Потом явилась в деревню Вотчу, пошла в сельсовет – меня опять посылали на сплав около мельницы, но я туда не стала ходить, в сельсовете заявила, что у меня есть дети. В сельсовет надо было являться один раз в неделю. Я потом на пароходе поехала в Иб, взяла с собой сына Веню и поехала обратно. Дочь Галя пока там осталась доучиваться в школе. А потом и она пришла пешком с одной бабушкой. Гале было 9 лет, а Вене 4 года.
Я все лето работала на единоличников. На сенокосе и на поле. Кому косила, кому гребла, кому жала серпом. Мне кто даст молоко, кто хлеб. Так и кормились все лето, денег-то ни копейки не было.
Лето прошло, детей обратно отправила к родителям, сама зимовала в Вотче. Время проходит…
У меня была подана в Москву жалоба на освобождение, написала сама, как сумела. И в Визингский народный суд. Весной 1934 года Визингский суд дал мне два года принуд. работ вместо ссылки. Меня из Вотчи отправили на принудительную работу в апреле в Зеленец вытаскивать бревна из-подо льда, был еще лед. Я пошла туда пешком, документ на руках. Взад-вперед по пути заходила к родителям показаться. Пошла до места работы. Там в бараке ночевала, утром дали багор и на работу. Не успела начать работать, говорят, милиционер ищет Сямтомову. Не успела очухаться, со мной не знаю что случилось от неожиданности. Милиционер подходит и дает мне справку «Вы освобождены. Я вас искал в Вотче и в Ибу. Зайдите в прокуратуру и вам дадут справку об освобождении: Освободить из-за малолетних детей». В прокуратуре дали из Москвы освобождение. Эта справка об освобождении почему-то у меня не сохранилась (у отца в 1937 году сгорел дом и, наверно, справка там у меня хранилась и тоже сгорела).
Я стала свободной. Весна, 1934 год. Мне 29 лет. У мужа отец работал конюхом в Выльгордском леспромхозе, жил у стариков на квартире. Я тоже устроилась туда работать. У леспромхоза было приусадебное хозяйство, работала на парниках. Муж тоже освободился, был вольным и тоже туда устроился, и детей взяли к себе. Работаем вместе, все вольные.
Лето отработали, уборка кончилась, беспаспортных уволили. У меня не было паспорта. Пришлось опять идти в Иб к родителям, и за собой через месяц вынудила мужа приехать туда. Думала, что уже мы совсем вольные и жизнь переменится. Муж согласился со мной с трудом, но все же приехал в Иб. Пошел в лес работать, месяц поработал, приходит из лесу, судили там его за невыполнение твердого задания на 2 года в Верхний Чов (раскулаченным специально давали в лесу такие задания, которые выполнить было невозможно). Дали на руки приговор – к такому-то числу явиться в колонию в Верхний Чов. Он в сторону не пошел. Пошел туда, куда направили. Вот тебе и вольный!
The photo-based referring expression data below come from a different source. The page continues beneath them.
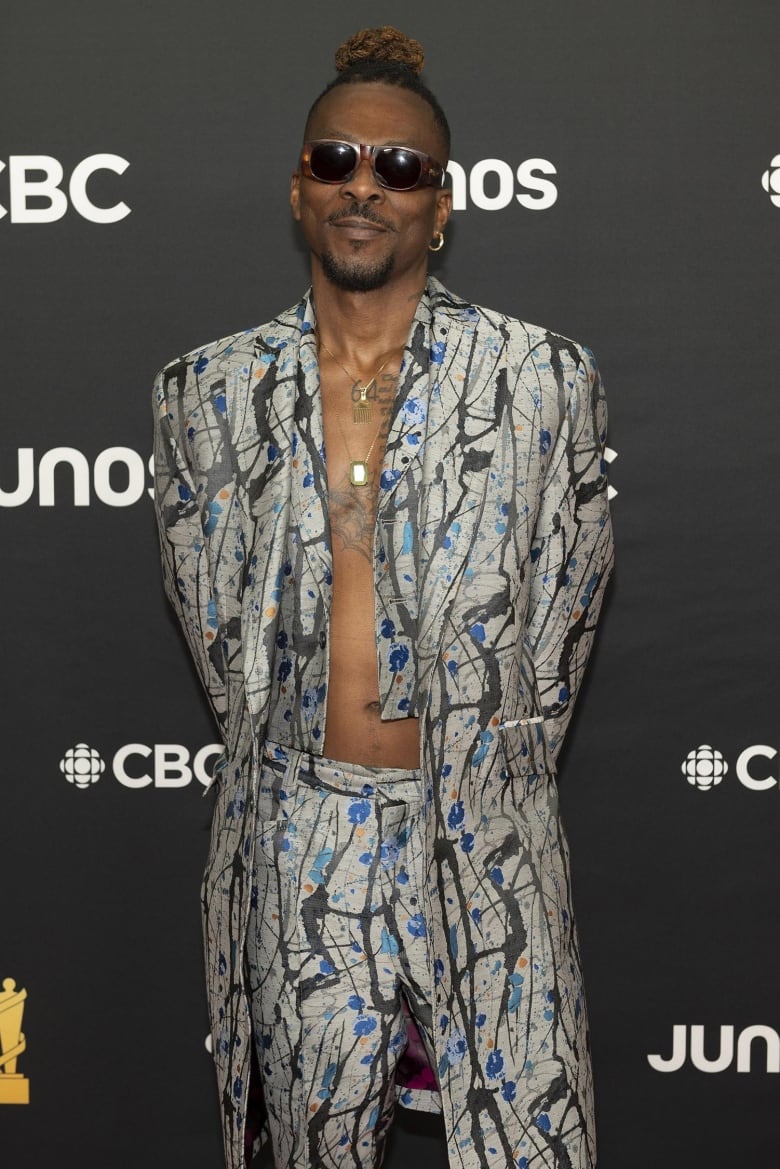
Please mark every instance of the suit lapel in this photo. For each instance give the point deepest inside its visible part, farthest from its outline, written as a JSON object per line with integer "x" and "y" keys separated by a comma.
{"x": 309, "y": 492}
{"x": 462, "y": 433}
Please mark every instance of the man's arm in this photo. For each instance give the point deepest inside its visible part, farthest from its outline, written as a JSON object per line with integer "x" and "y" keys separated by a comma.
{"x": 571, "y": 553}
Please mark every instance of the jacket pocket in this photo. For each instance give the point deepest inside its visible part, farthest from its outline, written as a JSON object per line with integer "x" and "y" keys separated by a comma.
{"x": 527, "y": 760}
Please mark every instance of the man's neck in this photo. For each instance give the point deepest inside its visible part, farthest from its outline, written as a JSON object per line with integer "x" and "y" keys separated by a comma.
{"x": 361, "y": 326}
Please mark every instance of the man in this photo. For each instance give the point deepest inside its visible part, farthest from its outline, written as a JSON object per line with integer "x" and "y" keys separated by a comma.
{"x": 392, "y": 637}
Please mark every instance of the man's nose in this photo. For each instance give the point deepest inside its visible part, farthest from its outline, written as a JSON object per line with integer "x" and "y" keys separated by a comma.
{"x": 363, "y": 185}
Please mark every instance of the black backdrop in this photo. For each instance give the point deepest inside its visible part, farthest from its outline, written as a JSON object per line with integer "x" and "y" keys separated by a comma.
{"x": 660, "y": 249}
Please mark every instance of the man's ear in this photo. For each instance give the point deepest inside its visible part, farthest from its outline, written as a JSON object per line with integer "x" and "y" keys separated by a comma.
{"x": 295, "y": 195}
{"x": 443, "y": 209}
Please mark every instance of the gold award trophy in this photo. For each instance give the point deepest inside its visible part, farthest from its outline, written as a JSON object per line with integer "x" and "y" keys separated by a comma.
{"x": 14, "y": 1087}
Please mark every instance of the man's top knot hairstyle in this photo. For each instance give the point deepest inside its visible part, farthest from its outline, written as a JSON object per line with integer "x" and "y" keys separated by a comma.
{"x": 375, "y": 45}
{"x": 387, "y": 56}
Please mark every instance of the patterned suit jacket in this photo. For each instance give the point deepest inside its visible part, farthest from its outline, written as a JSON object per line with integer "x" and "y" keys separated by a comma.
{"x": 494, "y": 504}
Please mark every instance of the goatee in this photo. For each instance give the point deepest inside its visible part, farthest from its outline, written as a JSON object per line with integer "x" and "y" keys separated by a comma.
{"x": 352, "y": 276}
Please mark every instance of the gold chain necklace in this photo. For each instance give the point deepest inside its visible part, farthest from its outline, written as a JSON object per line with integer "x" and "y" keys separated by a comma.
{"x": 361, "y": 409}
{"x": 359, "y": 467}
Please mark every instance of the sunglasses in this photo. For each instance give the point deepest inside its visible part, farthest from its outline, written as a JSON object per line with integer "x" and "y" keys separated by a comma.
{"x": 395, "y": 167}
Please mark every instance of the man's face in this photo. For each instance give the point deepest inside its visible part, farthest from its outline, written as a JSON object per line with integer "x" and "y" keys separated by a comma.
{"x": 360, "y": 234}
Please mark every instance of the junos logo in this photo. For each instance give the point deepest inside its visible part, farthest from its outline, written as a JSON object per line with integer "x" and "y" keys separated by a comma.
{"x": 491, "y": 185}
{"x": 695, "y": 1050}
{"x": 38, "y": 178}
{"x": 136, "y": 765}
{"x": 705, "y": 767}
{"x": 118, "y": 477}
{"x": 771, "y": 180}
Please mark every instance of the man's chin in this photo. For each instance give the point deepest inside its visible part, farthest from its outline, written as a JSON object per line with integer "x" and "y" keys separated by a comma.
{"x": 351, "y": 276}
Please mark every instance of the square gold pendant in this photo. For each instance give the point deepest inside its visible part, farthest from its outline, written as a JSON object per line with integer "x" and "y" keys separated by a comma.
{"x": 358, "y": 474}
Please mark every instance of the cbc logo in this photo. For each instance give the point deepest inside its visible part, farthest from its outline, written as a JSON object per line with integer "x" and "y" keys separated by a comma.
{"x": 695, "y": 1050}
{"x": 490, "y": 185}
{"x": 705, "y": 767}
{"x": 39, "y": 178}
{"x": 118, "y": 477}
{"x": 166, "y": 765}
{"x": 771, "y": 180}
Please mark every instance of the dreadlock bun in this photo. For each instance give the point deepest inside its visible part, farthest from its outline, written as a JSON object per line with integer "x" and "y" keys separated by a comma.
{"x": 385, "y": 43}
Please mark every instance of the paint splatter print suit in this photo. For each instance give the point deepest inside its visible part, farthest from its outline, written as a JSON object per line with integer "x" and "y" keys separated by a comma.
{"x": 385, "y": 532}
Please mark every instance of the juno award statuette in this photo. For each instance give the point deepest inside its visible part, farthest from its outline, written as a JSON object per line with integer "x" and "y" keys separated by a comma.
{"x": 14, "y": 1087}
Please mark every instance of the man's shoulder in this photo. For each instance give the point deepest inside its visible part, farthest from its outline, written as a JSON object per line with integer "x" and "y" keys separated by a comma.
{"x": 497, "y": 326}
{"x": 236, "y": 350}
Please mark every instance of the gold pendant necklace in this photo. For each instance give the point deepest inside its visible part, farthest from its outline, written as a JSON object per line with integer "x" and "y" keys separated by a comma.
{"x": 358, "y": 467}
{"x": 361, "y": 410}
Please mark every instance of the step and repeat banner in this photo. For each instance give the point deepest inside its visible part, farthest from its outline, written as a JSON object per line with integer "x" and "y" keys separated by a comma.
{"x": 616, "y": 177}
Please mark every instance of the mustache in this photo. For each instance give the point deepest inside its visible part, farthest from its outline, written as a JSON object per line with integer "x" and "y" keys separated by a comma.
{"x": 360, "y": 211}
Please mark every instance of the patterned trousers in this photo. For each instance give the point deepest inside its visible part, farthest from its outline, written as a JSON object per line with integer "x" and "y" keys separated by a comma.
{"x": 337, "y": 953}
Меня вместе с колхозниками послали в лес. Но тогда уже не так было обидно, поскольку от колхозников не отделили. Я даже с охотой пошла, довольная, потому что все молодые люди были в лесу. Всю зиму возила лес на ледяной дороге – большие, как амбар, воза. Зима проходит, уже 1935 год. Отправили на сплав, на катку в Ком яр. До последнего бревна была на катке леса, а потом по речке Лопью сплавляли моль до последнего бревна, затем приплыли с хвостом моли до Лопью-мельницы. Потом моль гнали по Сысоле, очищали берега от бревен. Уже лето. Дошли до города с хвостом, до устья Сысолы, до Вычегды. С Вычегды выехал шлагбаум с хвостом моли, комсомольская молодежная бригада с музыкой. С ними дальше по Вычегде сошлась и наша бригада. У нас проводником был Муравьев Алексей Николаевич (Мамант Алексей). Утром и вечером музыка. Утром встречают с музыкой ночников и утром же провожают дневников той же музыкой. Берега очистили от моли и у Вычегды до самой коми границы. Сказали, что это Жешарт – коми граница. На этом сплав для нас закончился. Нас на пароходе доставили в город, там и рассчитали, сколько осталось после еды. Был уже август месяц, веселое лето прошло.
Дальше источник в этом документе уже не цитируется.